Well, I didn't need another coat of mud, I was able to sand spot prime, and paint, so I didn't try it
I suppose that's for the better, as it sounds like it sets up rather quickly, and I'll need to be very aware of how it acts in a customer's home

There must be some dings in the garage I can practice on

:biggrin:


----------



## slickshift (Jun 14, 2005)

Richie-C said:


> I've been messing around with 5, 20, and mixing plaster of paris into my mud to avoid the all too often standing around waiting game. This is great advice and a great topic.


Well, that's why I posted it in painting
I heard some drywallers talking about it
I was thinking of the small repair jobs on repaints
Once you put that joint compound on there...now you gotta wait till tommorrow

I'm really not familier with the stuff at all and really appreciate the input here


----------



## Mike Finley (Apr 28, 2004)

I think once you get comfortable with it you won't ever go back to drying compound again. Setting compounds allow me to tear out old crappy bathtub surrounds, install a nice new direct to stud replacement, and repair the drywall all in the same day.

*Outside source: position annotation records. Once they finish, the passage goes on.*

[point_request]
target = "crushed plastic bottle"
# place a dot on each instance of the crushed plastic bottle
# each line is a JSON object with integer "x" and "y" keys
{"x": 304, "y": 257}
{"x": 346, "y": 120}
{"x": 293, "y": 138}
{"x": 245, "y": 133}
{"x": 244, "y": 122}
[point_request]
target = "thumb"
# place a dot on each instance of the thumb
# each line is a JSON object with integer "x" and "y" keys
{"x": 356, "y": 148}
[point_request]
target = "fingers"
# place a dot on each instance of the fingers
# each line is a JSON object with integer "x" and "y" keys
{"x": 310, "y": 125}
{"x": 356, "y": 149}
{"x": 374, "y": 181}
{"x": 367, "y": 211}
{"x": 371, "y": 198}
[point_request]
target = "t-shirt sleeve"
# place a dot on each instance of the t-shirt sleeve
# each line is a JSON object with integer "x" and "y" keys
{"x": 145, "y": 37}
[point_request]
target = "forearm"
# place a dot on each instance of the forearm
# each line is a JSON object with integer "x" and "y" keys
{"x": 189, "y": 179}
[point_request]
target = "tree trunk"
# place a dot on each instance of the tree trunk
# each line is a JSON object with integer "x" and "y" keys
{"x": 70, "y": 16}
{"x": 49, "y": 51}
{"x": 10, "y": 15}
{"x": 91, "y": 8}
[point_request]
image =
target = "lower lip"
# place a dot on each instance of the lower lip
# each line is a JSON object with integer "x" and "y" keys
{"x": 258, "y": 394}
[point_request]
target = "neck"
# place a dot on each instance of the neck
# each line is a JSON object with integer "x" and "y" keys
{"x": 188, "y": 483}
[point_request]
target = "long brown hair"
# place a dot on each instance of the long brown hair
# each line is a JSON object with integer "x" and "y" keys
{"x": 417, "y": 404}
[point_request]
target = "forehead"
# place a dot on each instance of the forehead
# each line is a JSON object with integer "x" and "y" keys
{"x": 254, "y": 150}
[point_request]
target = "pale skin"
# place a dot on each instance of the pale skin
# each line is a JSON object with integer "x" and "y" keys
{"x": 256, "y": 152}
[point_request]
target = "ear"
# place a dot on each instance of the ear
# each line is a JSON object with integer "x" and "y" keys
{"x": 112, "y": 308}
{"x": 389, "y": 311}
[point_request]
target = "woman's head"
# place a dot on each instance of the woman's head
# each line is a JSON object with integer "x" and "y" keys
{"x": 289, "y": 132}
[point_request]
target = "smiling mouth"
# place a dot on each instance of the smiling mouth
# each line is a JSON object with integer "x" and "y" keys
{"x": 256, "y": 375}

Couldn't function without the stuff.


----------



## AAPaint (Apr 18, 2005)

Hey slick and others....another thing to think of is using this stuff over a drying compound. The setting compound dries harder, and the drying compound will sand out from under it causing un-even areas too. I've fiddled with this stuff enough to know you really have to watch it. 

I about slapped myself when I realized this problem in a house once. The walls had been patched some, but still needed more work. Here I come with 20 minute mud over some of the other spots...ugh what a mess. I ended up skimming over the whole area lightly because the other stuff is so much softer. 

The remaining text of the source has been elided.